Small or limited space in the urban jungle has not stopped some local government units from starting community gardens, as Bonifacio Global City did, with its BGC Urban Farm launched in March this year. For a certain monthly fee, ordinary folk can adopt a vegetable plot, or volunteer as a weekend farmer. Partner farmers are around to teach the ropes of urban farming to those interested, while fresh farm harvests and farming essentials are sold on-site.

The lockdown and resulting job loss during the COVID-19 pandemic meanwhile prompted the Food Security Task Force of the Quezon City government to visit urban poor communities and distribute free seed starter kits, as part of #GrowQC’s urban farming and food security program that the city mayor started some 10 years back. The kit contained seeds of various vegetables, pots, and other planting materials that helped turn a previously vacant lot being used as a dump site into a vegetable garden. It now provides not only food to the community but also dignity and hope to the planters.

To encourage more people to engage in urban agriculture, Quezon City also offers tax exemptions to residents willing to use vacant or idle lands for planting food crops, an incentive that other cities can adopt. It’s also a starter project that newly elected barangay and Sangguniang Kabataan officials can emulate.

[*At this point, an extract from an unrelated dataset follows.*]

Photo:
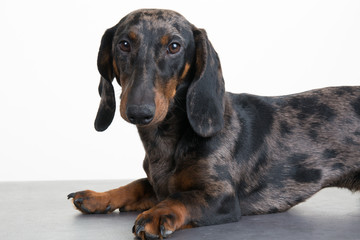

Vegetable plots in schools

And, as Dar noted, urban gardening can be part of the school curriculum, with vegetable plots in the campus providing students a hands-on learning experience. Tending such greens should also lead children to consume more vegetables if only out of pride over growing their own food. Character-building could be an inadvertent fruit of this school subject as well, since patience and hard work are needed to coax plants and vegetables to grow and flourish.

While offering a solution to the threat of food shortage by providing fresh and healthy food, urban farming can also help reduce the harmful effects of climate change. The livestock industry has been identified as among the significant contributors to greenhouse gas emissions, deforestation, and water pollution. Eating less meat and more greens would thus reduce such calamitous environmental impact. It would also help produce a healthier nation, since a meat-based diet has been linked to chronic lifestyle ailments, such as heart disease, stroke, diabetes, and cancer.

The DA apparently has its work cut out for it. It’s just a matter of having the political will to lead this worthy initiative.